Ein "Caravaggio" von artiger Mäßigung

Von Elisabeth Nehring |
Einer der führenden Choreographen Italiens, Mauro Bigonzetti, hat sich für seine erste Arbeit für die Staatsoper Unter den Linden für ein tänzerisches Porträt des italienischen Barockmalers Caravaggio entschieden. Die Essenz dessen, was den 'Vater des Realismus' und seine starke Persönlichkeit ausmachte, vermag er dabei nicht auf die Bühne zu bringen.
Mauro Bigonzetti, einer der führenden Choreographen der italienischen Ballettwelt, hat von Wladimir Malakhov, dem Chef des Staatsballetts Berlin, für seine erste Choreographie an der Staatsoper Unter den Linden ‚carte blanche’ bekommen – und sich mit einer zentralen Rolle für seinen Auftraggeber bedankt. Malahov verkörpert in der gleichnamigen Choreographie den italienischen Barockmaler Caravaggio, das Malergenie, bekannt für die dramatische Intensität seiner Malerei und berühmt-berüchtigt wegen seiner aufbrausenden und leidenschaftlichen Persönlichkeit.
Weder narrativ noch direkt an die Bildsprache Caravaggios angelehnt, wählt Bigonzetti einen assoziativen Zugang zu dem Maler und seinem Werk. Im ersten Akt eingebettet in farbige Ensembleszenen aus dem italienischen Leben der Epoche, trifft Malakhov als Malergenie auf Figuren aus seinen Bildern, etwa den Bacchus. Im zweiten Akt verbinden sich Leben und Werk, ein intimes Männerduett spielt an auf die vermeintliche Homosexualität des Malers und ein Engel führt Caravaggio, dem Totschläger, die Hand bei seinen blutigen Taten.

Im Einsatz des Lichtes, der Farben, Stoffe, Kostüme, finden sich in diesem modernen Ballett deutliche Anleihen bei Caravaggios Werk. Doch die Essenz dessen, was den ‚Vater des Realismus’ ausmacht, vermag Bigonzetti nicht auf die Bühne zu bringen. Denn während Caravaggio für die Fleischlichkeit, den starken, emotionalen Ausdruck seiner Figuren ebenso bekannt ist, wie für seinen Mut, selbst Heilige als echte Menschen aus Fleisch und Blut darzustellen und damit den Betrachter selbst heute noch mit seinen Bildern auch körperlich zu affizieren, bleibt auf der Bühne der Staatsoper alles von artiger Mäßigung.

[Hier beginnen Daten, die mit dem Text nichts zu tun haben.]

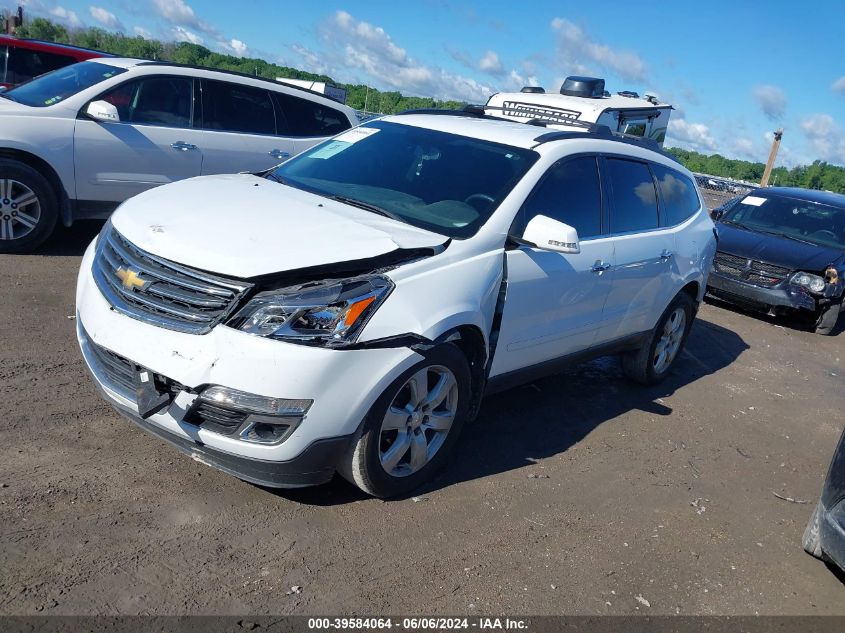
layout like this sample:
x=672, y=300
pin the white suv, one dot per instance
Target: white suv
x=348, y=311
x=78, y=141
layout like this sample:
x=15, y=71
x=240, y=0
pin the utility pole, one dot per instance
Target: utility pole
x=772, y=155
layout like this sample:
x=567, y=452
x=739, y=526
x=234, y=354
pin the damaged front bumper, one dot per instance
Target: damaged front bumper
x=342, y=386
x=784, y=297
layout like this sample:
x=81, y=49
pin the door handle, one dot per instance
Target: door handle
x=182, y=146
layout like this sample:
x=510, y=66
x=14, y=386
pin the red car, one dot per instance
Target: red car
x=21, y=60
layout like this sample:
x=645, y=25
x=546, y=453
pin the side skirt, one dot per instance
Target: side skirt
x=529, y=374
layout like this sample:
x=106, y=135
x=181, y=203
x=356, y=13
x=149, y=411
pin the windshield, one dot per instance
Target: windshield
x=797, y=219
x=433, y=180
x=51, y=88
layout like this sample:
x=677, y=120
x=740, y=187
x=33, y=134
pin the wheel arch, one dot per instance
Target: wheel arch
x=45, y=169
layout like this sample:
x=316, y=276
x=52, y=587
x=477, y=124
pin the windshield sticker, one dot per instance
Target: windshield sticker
x=342, y=142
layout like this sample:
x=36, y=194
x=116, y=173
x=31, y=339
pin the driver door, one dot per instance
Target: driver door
x=555, y=301
x=154, y=142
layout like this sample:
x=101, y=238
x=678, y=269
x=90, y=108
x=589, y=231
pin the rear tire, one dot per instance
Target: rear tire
x=29, y=207
x=402, y=423
x=651, y=363
x=826, y=323
x=812, y=541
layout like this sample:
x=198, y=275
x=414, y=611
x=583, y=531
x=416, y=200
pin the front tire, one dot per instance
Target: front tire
x=651, y=363
x=29, y=208
x=408, y=434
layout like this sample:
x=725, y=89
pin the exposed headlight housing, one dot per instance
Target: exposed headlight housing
x=329, y=313
x=811, y=282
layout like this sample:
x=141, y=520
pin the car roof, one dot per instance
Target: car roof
x=811, y=195
x=41, y=45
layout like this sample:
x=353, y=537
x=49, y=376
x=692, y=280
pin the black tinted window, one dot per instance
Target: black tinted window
x=677, y=193
x=634, y=197
x=301, y=117
x=570, y=192
x=24, y=64
x=165, y=101
x=235, y=108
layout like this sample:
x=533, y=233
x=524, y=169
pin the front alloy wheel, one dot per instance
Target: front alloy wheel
x=418, y=421
x=412, y=427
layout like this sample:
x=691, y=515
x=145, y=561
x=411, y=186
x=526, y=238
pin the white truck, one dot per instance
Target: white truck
x=584, y=100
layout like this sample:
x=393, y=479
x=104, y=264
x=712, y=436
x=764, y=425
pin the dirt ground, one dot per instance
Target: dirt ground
x=580, y=494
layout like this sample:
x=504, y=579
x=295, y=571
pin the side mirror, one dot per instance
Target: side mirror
x=102, y=111
x=551, y=235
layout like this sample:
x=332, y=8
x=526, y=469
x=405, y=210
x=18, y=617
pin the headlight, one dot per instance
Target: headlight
x=813, y=283
x=322, y=313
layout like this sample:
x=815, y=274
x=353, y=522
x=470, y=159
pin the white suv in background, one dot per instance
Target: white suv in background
x=78, y=141
x=348, y=311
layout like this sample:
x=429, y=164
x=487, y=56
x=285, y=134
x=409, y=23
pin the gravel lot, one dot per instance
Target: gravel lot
x=580, y=494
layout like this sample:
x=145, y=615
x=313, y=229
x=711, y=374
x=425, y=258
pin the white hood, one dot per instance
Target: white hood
x=244, y=226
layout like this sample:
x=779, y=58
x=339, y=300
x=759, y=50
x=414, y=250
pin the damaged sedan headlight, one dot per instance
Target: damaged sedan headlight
x=330, y=313
x=811, y=282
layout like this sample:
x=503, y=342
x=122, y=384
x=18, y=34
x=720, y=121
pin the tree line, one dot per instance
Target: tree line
x=819, y=175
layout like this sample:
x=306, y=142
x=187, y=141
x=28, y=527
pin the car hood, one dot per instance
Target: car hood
x=244, y=226
x=779, y=251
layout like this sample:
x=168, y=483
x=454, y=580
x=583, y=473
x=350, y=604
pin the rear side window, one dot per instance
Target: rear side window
x=162, y=101
x=24, y=64
x=677, y=193
x=235, y=108
x=301, y=117
x=570, y=192
x=634, y=196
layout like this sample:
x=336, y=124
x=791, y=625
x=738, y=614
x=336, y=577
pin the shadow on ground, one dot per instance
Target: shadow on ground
x=548, y=416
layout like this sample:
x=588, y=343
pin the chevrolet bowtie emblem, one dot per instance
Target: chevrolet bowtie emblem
x=130, y=278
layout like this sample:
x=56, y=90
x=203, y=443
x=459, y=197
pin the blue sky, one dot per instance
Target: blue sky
x=735, y=71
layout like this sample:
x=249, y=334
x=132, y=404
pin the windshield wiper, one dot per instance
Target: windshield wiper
x=367, y=207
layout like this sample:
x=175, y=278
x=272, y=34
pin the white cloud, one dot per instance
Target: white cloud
x=694, y=136
x=352, y=43
x=238, y=48
x=490, y=63
x=106, y=18
x=181, y=34
x=580, y=52
x=772, y=100
x=66, y=16
x=825, y=137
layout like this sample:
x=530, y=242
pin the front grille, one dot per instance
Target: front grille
x=149, y=288
x=120, y=371
x=749, y=270
x=215, y=418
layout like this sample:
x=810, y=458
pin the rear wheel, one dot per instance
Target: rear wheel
x=651, y=363
x=410, y=431
x=28, y=207
x=826, y=322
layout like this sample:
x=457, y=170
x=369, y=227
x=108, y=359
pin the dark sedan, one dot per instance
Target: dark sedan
x=782, y=250
x=825, y=534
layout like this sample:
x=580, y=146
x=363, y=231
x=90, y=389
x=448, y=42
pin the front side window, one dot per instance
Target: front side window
x=301, y=117
x=801, y=220
x=228, y=107
x=435, y=180
x=634, y=197
x=60, y=84
x=161, y=101
x=678, y=194
x=570, y=192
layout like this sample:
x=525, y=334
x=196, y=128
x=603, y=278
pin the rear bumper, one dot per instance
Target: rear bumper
x=784, y=296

Malakhov mit seiner zweifellos großartigen Technik bemüht sich vor allem im zweiten Akt sichtbar um expressiven Ausdruck von widerstreitenden Gefühlen, doch bleibt seine ephimere, zurückgenommene, fast impressionistische Tänzerpersönlichkeit vorherrschend. Das Schwierige, Unangepasste des Raufbolds Caravaggio vermag er nicht wirklich überzeugend zu verkörpern. Solisten und Ensemble stellen sich mit sichtbarem Engagement der für sie ungewohnten Herausforderung der Choreographie, in der sich modernes und klassisches Bewegungsmaterial verbindet, doch überzeugt der Abend eher durch seine Optik als durch eine tänzerische Entsprechung der Kunst des italienischen Meisters Caravaggio.